Wednesday, December 9, 2009

Out Now: Spacing Wildlife Issue with Jumblies Theatre Shout-Out


Over in east Scarborough, good community arts things are happening. I get to give these a wee shout-out in the latest edition of Spacing magazine, which themed on urban wilderness (yay white squirrels and bald raccoons!) is having its launch tonight at the Toronto Reference Library (run now and you might just make it!)

My article, "Art of being a neighbour," lightly touches upon the beginning of a three-year project that Jumblies Theatre is doing in partnership with the Cedar Ridge Creative Centre--a neighbourhood arts centre that was getting lots of use from upper middle class folks from the area and beyond, but not much involvement from the lower-income people in the directly surrounding area.

Jumblies spent a lot of time in particular working with youth who were being temporarily housed in the Kingston Road motel strip--an overflow site for city housing, at least until the condo developers get a hold of it.

Looking over what some of these kids made when I visited in the summer was pretty heartrending. In one project, kids were asked to make figurines of people at different emotional and physical distances--people who were close physically but faraway emotionally, like a stranger in the neighbourhood, and people who were close emotionally but far away physically, like a relative or pet in a faraway homeland.

During this project, youth from the motel strip also built a massive nest out of branches from the Cedar Ridge site, which is actually an old mansion with garden--really deluxe. The nest was then decorated with more motel-like elements like a side table, a TV and bar soap.
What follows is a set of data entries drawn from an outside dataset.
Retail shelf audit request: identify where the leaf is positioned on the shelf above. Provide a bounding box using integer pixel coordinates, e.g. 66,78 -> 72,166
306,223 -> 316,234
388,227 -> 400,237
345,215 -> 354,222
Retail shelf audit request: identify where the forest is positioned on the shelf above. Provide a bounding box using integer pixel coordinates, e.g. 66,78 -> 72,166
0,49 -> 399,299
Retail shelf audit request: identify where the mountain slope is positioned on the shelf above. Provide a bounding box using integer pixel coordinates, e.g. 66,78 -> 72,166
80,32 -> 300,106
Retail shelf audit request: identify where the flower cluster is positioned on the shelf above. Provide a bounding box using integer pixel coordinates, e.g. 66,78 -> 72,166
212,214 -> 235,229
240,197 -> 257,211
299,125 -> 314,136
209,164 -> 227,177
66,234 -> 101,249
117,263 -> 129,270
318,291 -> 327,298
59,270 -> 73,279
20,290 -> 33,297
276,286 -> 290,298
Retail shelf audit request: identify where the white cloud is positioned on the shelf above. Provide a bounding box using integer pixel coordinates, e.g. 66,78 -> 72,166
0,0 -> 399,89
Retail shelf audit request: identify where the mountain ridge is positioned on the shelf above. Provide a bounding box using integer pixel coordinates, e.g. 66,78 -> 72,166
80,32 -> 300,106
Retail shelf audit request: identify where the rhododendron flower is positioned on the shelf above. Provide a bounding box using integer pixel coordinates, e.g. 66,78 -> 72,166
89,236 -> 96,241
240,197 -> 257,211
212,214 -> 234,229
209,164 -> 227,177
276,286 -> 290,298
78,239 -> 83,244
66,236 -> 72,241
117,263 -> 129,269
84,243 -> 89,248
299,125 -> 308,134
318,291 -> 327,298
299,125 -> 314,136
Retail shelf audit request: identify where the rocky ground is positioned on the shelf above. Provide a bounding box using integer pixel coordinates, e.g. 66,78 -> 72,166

Then what Jumblies did once they finished this geographical project with the youth was they had a public exhibit where regular visitors to the centre could go through the same exercise with the figurines. Really, the results seemed quite wonderful. (You can peruse some lovely pics here.)

Community arts--arts as healing--is a far cry from the critically-oriented professional-art debates that have been addressed on this blog of late, but it's still a key facet of art and artmaking. I really look forward to seeing what Jumblies, Cedar Ridge and their participants do with this in the future.

I will end, however, on a slightly less heartening fact--Cedar Ridge has a staffer who helps make city arts programs more economically and socially accessible. Great idea, right? Well, guess how many of these positions/people there are in the whole city's community centre staff. Three--including the one at Cedar Ridge. This in a city of nearly 3 million. So that access support is something to improve upon, even if the programs being delivered are qualitatively pretty great.

Image of Jumblies project "Nesting" figurines from Jumblies Theatre

2 comments:

A.K. said...

Thanks for this article. I followed your link to the Jumblies website and found a nice, big "Donate" button, plus one of the most succinctly meaningful statements about community art-making that I've read in a while:

"Jumblies makes art in everyday and unexpected places with, for and about the people and stories found there, thus creating transient utopias and far-reaching ripples."

Leah Sandals said...

I didn't catch that sentence before, AK. Thanks for pointing it out... and for the point about donations as well.